思考という自我の向こう側にあるのは

自己同一化された思考を自我と呼びます。この自我というのは、真のあなた自身ではありません。自我はあくまでも分離体験をするための道具であり、それ以上の意味はありません。しかし、あまりに自己同一化されているがために、自我が自分自身であるという思い込みがあります。

日常においては、この自我が支配的になっていますが、これは本当の自分の姿ではありません。この自我を分析して思考的に理解するというのは、分離の体験をする上では役に立ちますが、スピリチュアルな目覚めを得たいのであれば、この思考の向こう側に行くことが必要です。

スピリチュアルな体験というものを、二つに分けて説明します。

(1) 分離のスピリチュアル
ここでは、私と神、私と聖地、私とクリスタル、私とあなたという関係性におけるスピリチュアルな事柄を学んでいくことになります。現代において、スピリチュアルと言えば一般的にはこちらを指します。
こちらは、分離がベースであり、なおかつ思考的な理解をするのが特徴です。なので、学習的であり、比較的理解しやすく、自分自身の自我との葛藤は発生しないので、スムーズに進んでいくことになります。
それゆえに、思考的な自我を超えることは難しく、ワンネスという言葉も、分離からワンネスを観ているということであり、ワンネスそのものになるわけではありません。

(2) 統合のスピリチュアル
ここでは、全てに分離はなく一つであり、それ以外の分離に見えるものはすべて幻想であるということをふたたび認識することになります。なので、学習とか学びとは言われません。こちらのスピリチュアルは少数派であり、スピリチュアルと言うよりは、目覚めとか悟りという表現をすることの方が多くなります。
全ては一つであり、それを理解するのには直感的に知るしかありません。学習とか思考による理解では到達不可能です。そして、自分自身の自我が滅した領域にあるため、この世界に入ろうとすると、滅することを嫌う自我が強烈に抵抗をすることがあります。この抵抗が激しいとき、時には病や怪我といった形を取ることもあり、これを超えていくことが必要になります。
ここでは、思考的な方法は役に立ちません。実践的・直感的な方法のみが使えるツールになります。

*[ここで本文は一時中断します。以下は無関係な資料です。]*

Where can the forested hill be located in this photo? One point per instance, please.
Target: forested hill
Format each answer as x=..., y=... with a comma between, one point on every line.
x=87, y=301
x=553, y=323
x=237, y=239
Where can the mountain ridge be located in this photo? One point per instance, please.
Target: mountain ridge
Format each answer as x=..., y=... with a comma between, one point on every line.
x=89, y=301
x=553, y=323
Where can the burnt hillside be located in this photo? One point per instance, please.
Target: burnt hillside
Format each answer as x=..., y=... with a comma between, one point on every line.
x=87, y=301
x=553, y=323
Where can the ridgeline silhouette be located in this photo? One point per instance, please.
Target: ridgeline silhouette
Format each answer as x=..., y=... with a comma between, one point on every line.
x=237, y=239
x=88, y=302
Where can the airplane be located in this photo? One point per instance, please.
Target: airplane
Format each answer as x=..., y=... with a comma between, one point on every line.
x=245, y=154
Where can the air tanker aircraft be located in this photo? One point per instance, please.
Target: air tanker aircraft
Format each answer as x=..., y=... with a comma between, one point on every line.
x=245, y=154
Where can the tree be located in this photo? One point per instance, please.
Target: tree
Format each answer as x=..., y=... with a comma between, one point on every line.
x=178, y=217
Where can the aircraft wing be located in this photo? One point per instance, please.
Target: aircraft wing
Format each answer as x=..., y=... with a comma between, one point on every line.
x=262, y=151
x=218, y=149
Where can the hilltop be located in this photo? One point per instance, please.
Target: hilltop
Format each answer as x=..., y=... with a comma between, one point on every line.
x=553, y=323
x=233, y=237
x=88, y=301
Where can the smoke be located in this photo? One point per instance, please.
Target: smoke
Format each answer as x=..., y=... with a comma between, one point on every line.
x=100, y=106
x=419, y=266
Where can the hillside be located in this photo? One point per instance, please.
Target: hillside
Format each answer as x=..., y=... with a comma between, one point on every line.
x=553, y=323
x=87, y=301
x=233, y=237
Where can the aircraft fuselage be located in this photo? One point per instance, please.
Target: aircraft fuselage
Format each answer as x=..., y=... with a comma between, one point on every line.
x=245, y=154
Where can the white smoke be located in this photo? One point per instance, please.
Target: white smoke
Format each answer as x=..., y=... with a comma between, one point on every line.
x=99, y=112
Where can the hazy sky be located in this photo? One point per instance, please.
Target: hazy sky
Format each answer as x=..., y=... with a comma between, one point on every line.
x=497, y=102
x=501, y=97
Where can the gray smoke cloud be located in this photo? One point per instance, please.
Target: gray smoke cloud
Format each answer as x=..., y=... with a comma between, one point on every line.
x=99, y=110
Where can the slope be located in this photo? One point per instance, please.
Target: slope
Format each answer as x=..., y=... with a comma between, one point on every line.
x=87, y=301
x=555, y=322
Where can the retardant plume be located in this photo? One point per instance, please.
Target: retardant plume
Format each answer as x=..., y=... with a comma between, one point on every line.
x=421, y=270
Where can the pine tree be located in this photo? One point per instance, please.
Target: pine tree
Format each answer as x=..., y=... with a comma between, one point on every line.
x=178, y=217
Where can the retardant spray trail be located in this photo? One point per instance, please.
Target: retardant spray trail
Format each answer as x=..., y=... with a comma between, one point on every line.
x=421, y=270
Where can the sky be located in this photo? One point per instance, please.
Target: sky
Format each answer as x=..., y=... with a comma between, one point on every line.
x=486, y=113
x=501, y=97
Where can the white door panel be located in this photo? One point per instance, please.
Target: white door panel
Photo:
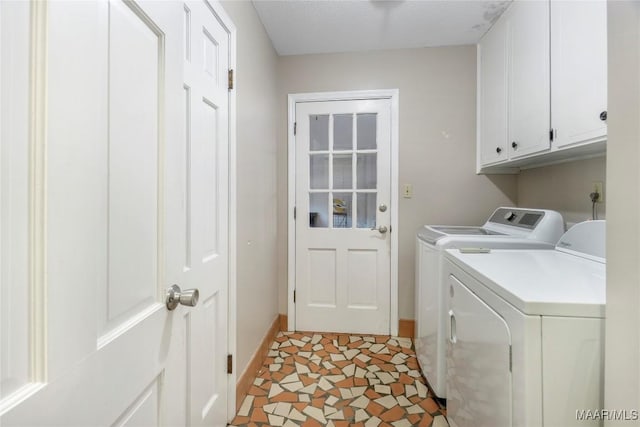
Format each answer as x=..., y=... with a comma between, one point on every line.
x=121, y=151
x=343, y=175
x=479, y=390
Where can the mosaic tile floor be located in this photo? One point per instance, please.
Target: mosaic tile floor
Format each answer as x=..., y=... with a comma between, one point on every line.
x=339, y=380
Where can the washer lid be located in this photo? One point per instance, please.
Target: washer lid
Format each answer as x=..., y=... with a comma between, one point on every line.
x=539, y=282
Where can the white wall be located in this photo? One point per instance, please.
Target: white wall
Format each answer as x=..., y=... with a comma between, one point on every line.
x=437, y=140
x=256, y=78
x=565, y=188
x=622, y=350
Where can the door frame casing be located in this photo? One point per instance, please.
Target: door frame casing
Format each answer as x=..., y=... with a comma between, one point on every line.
x=393, y=96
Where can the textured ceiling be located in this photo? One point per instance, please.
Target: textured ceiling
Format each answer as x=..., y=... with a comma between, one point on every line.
x=324, y=26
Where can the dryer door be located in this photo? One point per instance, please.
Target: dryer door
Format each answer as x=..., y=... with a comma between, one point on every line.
x=478, y=362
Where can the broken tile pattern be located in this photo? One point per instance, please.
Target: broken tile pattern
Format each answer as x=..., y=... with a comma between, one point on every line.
x=339, y=380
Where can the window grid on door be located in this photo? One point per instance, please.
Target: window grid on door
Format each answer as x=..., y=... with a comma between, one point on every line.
x=342, y=170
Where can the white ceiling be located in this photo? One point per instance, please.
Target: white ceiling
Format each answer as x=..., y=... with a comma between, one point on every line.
x=325, y=26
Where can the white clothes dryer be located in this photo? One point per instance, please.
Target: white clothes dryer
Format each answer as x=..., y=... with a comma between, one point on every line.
x=526, y=333
x=507, y=227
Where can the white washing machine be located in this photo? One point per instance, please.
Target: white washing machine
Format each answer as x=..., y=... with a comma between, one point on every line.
x=526, y=333
x=513, y=228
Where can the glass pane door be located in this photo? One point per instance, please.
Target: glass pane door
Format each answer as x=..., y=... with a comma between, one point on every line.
x=343, y=170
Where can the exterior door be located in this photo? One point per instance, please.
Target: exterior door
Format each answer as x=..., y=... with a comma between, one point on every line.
x=113, y=187
x=343, y=216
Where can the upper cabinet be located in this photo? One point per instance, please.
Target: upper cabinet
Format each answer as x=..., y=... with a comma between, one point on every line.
x=542, y=85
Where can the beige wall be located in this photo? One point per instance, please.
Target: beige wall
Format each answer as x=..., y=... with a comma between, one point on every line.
x=622, y=350
x=565, y=188
x=256, y=77
x=437, y=140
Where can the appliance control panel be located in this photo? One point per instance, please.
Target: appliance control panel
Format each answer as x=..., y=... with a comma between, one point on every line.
x=522, y=218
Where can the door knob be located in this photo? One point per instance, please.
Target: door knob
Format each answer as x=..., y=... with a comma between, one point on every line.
x=382, y=229
x=175, y=296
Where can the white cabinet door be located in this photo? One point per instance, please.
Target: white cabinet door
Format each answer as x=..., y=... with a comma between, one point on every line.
x=578, y=70
x=479, y=391
x=492, y=95
x=529, y=104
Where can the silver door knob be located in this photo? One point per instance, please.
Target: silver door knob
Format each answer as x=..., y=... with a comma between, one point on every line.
x=175, y=296
x=382, y=229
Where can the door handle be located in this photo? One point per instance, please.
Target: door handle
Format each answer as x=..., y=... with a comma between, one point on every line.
x=175, y=296
x=382, y=229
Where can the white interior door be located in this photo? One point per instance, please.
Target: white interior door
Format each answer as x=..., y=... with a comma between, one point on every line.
x=343, y=216
x=113, y=186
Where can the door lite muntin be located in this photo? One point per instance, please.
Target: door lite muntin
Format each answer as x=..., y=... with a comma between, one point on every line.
x=343, y=170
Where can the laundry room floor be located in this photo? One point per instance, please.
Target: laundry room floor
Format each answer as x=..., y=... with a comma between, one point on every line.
x=339, y=380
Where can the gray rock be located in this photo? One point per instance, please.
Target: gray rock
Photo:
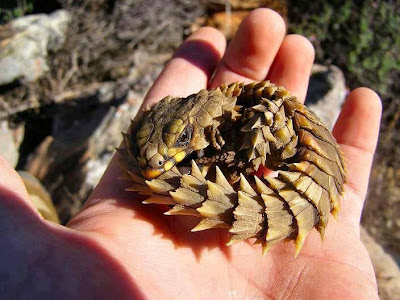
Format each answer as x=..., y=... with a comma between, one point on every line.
x=25, y=42
x=10, y=140
x=326, y=93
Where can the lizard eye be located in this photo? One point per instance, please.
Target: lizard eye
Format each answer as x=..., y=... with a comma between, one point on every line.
x=185, y=137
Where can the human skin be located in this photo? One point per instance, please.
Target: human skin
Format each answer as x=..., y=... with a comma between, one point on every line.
x=117, y=247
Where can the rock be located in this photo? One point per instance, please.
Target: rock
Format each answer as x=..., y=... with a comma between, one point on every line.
x=386, y=270
x=87, y=127
x=326, y=93
x=10, y=141
x=25, y=42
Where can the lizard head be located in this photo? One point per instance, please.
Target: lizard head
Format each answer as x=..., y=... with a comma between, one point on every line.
x=163, y=144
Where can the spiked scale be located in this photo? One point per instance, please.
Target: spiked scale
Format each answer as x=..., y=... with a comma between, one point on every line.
x=259, y=124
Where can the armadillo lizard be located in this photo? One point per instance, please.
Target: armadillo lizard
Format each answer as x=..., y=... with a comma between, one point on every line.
x=199, y=155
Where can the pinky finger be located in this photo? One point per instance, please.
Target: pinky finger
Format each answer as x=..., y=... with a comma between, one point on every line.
x=356, y=131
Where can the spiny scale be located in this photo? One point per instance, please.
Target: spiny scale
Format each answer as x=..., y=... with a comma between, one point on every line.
x=278, y=132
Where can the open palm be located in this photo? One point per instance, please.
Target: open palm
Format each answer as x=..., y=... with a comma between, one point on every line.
x=116, y=245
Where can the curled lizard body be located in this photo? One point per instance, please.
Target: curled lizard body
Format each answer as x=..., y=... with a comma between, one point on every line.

統合のスピリチュアルの入り口に入った体験を書いておきます。

「自分が何者であるのか」という問いを自分自身に発すると、自己同一化された思考の自我は、様々な答えを返してきます。肉体的な特徴であったり、性格的な特徴であったり、あるいは社会的な立場・地位であったりします。これらは、分離的な立場から見れば事実ですが、統合の立場から見れば、単なる幻想です。
私たちは、この分離と統合の両方の世界に同時に住んでいますが、普段は分離の世界しか体験していないので、自我が答えるような回答が返ってくるのが通常です。

自我を完全に消滅させるのには、長い年月が掛りますが、一時的に滅したのと同じ状態を作り出すことは出来ます。一般的には瞑想と呼ばれる方法です。瞑想は座って行う静的なものから、身体を使う動的なものまで様々な種類があるので、自分に合った方法で行います。

瞑想状態に入ると、一時的にせよ自我が静かな状態になることが出来ます。そこで、「自分が何者であるのか」という問いを発すると、返ってくるのは沈黙です。
この沈黙というのは、誰かが喋るのを辞めたという沈黙ではなく、ただそこに存在する沈黙です。そして、そこには、自分もなく相手もなく、存在するのはただ一つの存在です。ここには、分離という概念すら存在しません。なので、分離の反対側にあるワンネスという概念も存在しない領域です。
そこには、ただ存在のみがあります。そして、その領域に留まっていると、とても大きな安心があります。

そして、さらに深く入っていくと、そこに愛があることがわかります。
ここで、愛という表現を使っていますが、分離の世界の愛と呼ばれるものは、この統合の世界の愛のほんの一部が表現されたものでしかありません。また、情愛というような想念の世界のものでもありませんし、取引や条件といった何かを行うことで得られる愛でもありません。
そこにある愛は、ただ存在する愛であり、この世界のすべてを作り上げている愛です。
本来ならば、愛という表現ではなく、違った言葉にした方が誤解が無いのかもしれませんが、統合の世界の愛のほんの一部が表現されているのが分離の世界の無償の愛と呼ばれるものなので、やはり愛と表現することが一番良いのではないかと思います。

私自身、統合のスピリチュアルの入り口に入ってまだ間もないので、日常生活においては、統合と分離の間を行ったり来たりしている段階です。これは誰しも経験することで、目覚めていくプロセスにおいては、目覚めの一瞥から入って、長い時間を掛けて定着する目覚めに到達するものです。